The US government and private sector should strike back against hackers to counter cyberattacks aimed at stealing data and disrupting important computer networks, a policy report said Monday.
A panel of experts assembled by the George Washington University Center for Cyber and Homeland Security said policies should be eased to allow "active defense" measures that deter hackers—differentiating that from the idea of "hacking back" to disable systems used by attackers.
The panel envisioned measures such as taking down "botnets" that disrupt cyberspace, freeing data from "ransomware" hackers and "rescue missions" to recover stolen data.
"The time for action on the issue of active defense is long overdue, and the private sector will continue to be exposed to theft, exfiltration of data, and other attacks in the absence of a robust deterrent," the report said.
"When private sector companies have a capability to engage in active defense measures, they are building such a deterrent, which will reduce risks to these companies, protect the privacy and integrity of their data, and decrease the risks of economic and societal harm from large-scale cyberattacks."
The report follows a wave of high-profile attacks against US companies and government databases, and after the Obama administration accused Russia of using cyberattacks to attempt to disrupt the November presidential election.
US policymakers are moving too slowly in dealing with a "dynamic" threat from cyberspace, former national intelligence director and task force co-chair Dennis Blair said.

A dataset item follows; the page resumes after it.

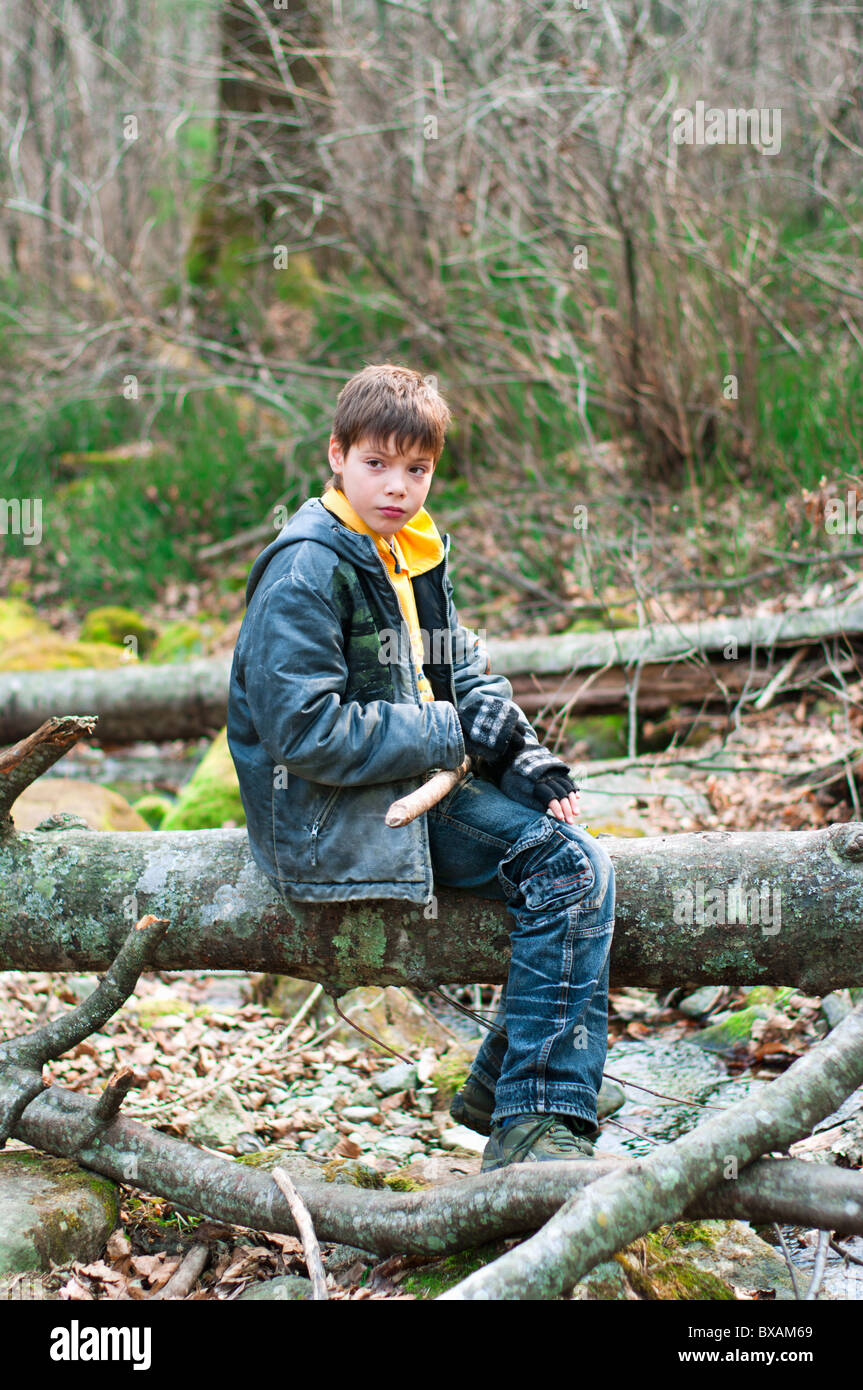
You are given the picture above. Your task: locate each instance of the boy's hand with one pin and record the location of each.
(489, 726)
(535, 777)
(566, 809)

"We are shooting so far behind the rabbit that we will only hit it if the rabbit makes another lap and comes back to where it was," he told a conference presenting the report.
However, the panel did not recommend hacking back "because we don't want the cure to be worse than the disease," project co-director Frank Cilluffo said.
But "there are certain steps companies can take" to repel and deter cyberattacks, he added, advocating the establishment of a legal framework for them.
Although the scope of the problem is understood, the solutions remain controversial.
Some of the recommendations go too far by inviting companies to gain unauthorized access to outside computer networks, task force co-chair Nuala O'Connor, president of the Center for Democracy & Technology, said in a dissent.
"I believe these types of measures should remain unlawful," she wrote, adding that it remains difficult to be sure of cyberattacks' sources.
"The risks of collateral damage to innocent internet users, to data security, and to national security that can result from overly aggressive defensive efforts needs to be better accounted for."